No sooner had my last comment on the topic of Green, Gold (aka Brass) and Platinum hit cyberspace than Peter Suber comes up with yet another bit of misleading information, this time from Jan Velterop, who, in his own Weblog, notes:
Applied to OA, ‘green’ and ‘gold’ are qualifiers of a different order. ‘Gold’ is straightforward: you pay for the service of being published in a peer-reviewed journal and your article is unambiguously Open Access. ‘Green’, however, is little more than an indulgence allowed by the publisher. This, for most publishers at least, is fine, as long as it doesn’t undermine their capability to make money with the work they do. But a 'green' policy is reversible.
Of course, Velterop is entirely right that the Green route of open archiving is dependent, at present, on the 'indulgence' of the publishers - I have suggested elsewhere that open archiving can only be a temporary approach to open access, since either the publishers may withdraw their permissions, or what I have called the Platinum Route, or, possibly more likely, some alternative process of scholarly communication will come to dominate.

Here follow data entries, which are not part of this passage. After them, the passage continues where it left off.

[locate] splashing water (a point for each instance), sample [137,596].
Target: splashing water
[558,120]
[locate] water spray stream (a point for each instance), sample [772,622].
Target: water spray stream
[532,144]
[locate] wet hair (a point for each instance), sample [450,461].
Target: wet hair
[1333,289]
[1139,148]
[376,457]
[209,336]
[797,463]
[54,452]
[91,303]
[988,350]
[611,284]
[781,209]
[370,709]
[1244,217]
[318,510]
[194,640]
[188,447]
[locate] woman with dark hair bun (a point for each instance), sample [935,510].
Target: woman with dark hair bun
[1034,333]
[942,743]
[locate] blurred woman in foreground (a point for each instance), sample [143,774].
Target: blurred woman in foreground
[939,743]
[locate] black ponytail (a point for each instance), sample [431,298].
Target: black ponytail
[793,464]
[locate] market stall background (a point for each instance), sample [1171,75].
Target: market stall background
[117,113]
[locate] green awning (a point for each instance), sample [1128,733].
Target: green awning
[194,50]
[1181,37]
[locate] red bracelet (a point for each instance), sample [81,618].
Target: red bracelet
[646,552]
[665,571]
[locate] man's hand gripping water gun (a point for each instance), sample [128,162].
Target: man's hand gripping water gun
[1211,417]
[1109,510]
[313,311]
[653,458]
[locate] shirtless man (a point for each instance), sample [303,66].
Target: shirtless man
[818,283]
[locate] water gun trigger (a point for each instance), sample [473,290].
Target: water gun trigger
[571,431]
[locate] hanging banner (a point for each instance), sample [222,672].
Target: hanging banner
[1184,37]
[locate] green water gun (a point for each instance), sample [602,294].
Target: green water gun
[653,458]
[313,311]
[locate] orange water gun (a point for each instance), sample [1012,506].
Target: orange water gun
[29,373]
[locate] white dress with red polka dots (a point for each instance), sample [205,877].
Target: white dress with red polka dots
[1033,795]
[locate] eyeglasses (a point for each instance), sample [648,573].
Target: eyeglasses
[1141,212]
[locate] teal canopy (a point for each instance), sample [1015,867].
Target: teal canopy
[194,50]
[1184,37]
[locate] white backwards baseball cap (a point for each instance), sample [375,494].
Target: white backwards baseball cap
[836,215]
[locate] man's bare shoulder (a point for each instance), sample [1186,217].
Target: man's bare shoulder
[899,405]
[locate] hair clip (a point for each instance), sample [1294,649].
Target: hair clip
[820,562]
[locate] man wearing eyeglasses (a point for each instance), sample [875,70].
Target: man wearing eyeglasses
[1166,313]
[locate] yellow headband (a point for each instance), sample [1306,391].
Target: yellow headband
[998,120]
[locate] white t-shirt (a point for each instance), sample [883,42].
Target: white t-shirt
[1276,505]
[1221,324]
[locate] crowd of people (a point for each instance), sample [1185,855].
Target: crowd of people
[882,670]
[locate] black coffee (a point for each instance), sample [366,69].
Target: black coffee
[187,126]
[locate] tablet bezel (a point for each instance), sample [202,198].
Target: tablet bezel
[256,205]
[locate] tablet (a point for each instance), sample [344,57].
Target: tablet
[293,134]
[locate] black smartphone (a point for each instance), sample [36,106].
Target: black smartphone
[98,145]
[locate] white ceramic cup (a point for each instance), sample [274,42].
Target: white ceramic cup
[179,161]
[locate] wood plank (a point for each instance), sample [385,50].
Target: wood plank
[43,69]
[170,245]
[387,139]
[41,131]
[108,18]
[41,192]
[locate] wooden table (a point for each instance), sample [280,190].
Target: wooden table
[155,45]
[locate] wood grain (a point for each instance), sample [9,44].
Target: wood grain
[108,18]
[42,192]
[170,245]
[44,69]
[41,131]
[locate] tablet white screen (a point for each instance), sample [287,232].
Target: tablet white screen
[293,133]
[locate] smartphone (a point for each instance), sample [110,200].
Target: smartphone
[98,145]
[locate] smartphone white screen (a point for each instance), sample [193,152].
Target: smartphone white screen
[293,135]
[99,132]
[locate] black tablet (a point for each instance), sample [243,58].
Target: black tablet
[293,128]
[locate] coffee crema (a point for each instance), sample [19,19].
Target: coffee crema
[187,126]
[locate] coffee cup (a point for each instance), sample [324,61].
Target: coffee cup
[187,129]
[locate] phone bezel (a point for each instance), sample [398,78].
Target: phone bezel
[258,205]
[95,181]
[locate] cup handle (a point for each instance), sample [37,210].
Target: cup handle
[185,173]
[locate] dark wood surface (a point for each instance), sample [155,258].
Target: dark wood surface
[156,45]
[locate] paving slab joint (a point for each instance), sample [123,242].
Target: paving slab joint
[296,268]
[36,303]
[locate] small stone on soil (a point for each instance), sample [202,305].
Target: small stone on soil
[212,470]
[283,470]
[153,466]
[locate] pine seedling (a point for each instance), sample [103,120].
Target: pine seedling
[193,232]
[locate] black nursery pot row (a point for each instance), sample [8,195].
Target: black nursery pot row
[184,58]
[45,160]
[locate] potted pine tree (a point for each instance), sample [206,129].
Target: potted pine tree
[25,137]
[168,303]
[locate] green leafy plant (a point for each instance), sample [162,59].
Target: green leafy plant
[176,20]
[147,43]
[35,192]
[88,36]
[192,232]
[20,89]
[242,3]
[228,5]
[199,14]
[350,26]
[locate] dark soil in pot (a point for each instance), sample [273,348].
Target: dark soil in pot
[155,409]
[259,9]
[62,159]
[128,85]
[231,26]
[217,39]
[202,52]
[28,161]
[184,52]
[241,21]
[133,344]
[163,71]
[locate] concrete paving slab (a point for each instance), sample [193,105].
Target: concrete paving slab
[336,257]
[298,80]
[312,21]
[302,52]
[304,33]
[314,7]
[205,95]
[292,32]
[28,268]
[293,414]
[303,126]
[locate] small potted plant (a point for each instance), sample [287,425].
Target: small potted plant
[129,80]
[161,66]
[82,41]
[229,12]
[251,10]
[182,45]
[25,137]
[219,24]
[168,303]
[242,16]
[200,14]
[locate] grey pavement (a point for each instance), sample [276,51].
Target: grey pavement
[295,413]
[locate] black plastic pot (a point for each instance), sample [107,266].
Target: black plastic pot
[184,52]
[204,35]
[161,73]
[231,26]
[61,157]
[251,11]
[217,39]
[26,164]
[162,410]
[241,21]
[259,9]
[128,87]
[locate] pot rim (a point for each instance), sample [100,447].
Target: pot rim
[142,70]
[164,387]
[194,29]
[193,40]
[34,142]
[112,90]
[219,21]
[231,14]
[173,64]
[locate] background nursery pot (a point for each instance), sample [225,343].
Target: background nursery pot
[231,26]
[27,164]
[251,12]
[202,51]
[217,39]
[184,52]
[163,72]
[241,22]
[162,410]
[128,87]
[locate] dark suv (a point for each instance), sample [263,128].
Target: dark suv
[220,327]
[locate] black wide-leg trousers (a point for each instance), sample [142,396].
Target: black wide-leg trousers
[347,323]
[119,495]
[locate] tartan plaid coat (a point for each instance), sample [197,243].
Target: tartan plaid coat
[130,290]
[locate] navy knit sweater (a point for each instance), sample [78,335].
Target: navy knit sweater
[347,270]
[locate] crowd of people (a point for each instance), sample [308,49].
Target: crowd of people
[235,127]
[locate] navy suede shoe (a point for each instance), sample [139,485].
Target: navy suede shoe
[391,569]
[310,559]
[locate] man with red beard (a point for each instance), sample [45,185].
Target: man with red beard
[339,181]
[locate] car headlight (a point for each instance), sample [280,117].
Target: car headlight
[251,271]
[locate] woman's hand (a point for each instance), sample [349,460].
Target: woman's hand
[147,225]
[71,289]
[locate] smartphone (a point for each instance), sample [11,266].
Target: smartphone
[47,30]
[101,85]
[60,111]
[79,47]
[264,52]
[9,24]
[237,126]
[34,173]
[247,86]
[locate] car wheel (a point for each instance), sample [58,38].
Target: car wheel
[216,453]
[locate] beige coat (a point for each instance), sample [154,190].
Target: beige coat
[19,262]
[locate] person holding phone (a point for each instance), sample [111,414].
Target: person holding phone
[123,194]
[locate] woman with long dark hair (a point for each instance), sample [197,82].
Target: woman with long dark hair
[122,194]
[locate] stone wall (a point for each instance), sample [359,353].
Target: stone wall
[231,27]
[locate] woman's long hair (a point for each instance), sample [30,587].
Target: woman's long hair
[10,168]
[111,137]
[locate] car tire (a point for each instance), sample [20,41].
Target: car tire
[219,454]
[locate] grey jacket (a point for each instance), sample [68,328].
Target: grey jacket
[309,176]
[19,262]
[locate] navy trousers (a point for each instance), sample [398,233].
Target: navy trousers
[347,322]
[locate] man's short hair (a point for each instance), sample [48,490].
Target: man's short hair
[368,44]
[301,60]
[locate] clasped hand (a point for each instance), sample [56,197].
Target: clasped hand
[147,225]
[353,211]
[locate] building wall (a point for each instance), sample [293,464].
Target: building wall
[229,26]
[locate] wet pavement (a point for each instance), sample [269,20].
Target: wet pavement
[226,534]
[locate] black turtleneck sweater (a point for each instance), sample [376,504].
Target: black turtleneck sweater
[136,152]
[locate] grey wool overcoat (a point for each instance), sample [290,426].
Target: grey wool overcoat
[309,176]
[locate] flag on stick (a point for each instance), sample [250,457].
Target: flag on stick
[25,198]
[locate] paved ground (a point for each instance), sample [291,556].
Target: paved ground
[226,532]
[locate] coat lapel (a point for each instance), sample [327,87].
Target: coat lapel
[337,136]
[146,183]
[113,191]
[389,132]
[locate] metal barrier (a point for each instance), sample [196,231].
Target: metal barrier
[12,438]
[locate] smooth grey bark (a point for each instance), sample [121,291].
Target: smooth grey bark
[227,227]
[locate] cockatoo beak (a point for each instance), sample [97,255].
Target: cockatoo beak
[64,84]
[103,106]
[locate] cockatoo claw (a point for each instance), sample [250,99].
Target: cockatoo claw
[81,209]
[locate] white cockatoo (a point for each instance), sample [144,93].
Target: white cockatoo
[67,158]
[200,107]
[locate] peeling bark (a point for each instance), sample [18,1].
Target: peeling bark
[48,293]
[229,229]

However, Velterop conveys the same mis-information about the Gold (Brass) route as I drew attention to in that earlier post: the statement that it involves paying the publisher to open up access. This is true for commercial publishers, but not for those journals, like Information Research, that are published freely on the basis of subsidy and collaborative effort.
I can see that I am going to have to keep on plugging away at this distinction for as long as the notion of 'Gold' is used ambiguously for all OA journals, whether they author charge or not. Let's get into the entirely sensible habit of referring to Platinum for the latter.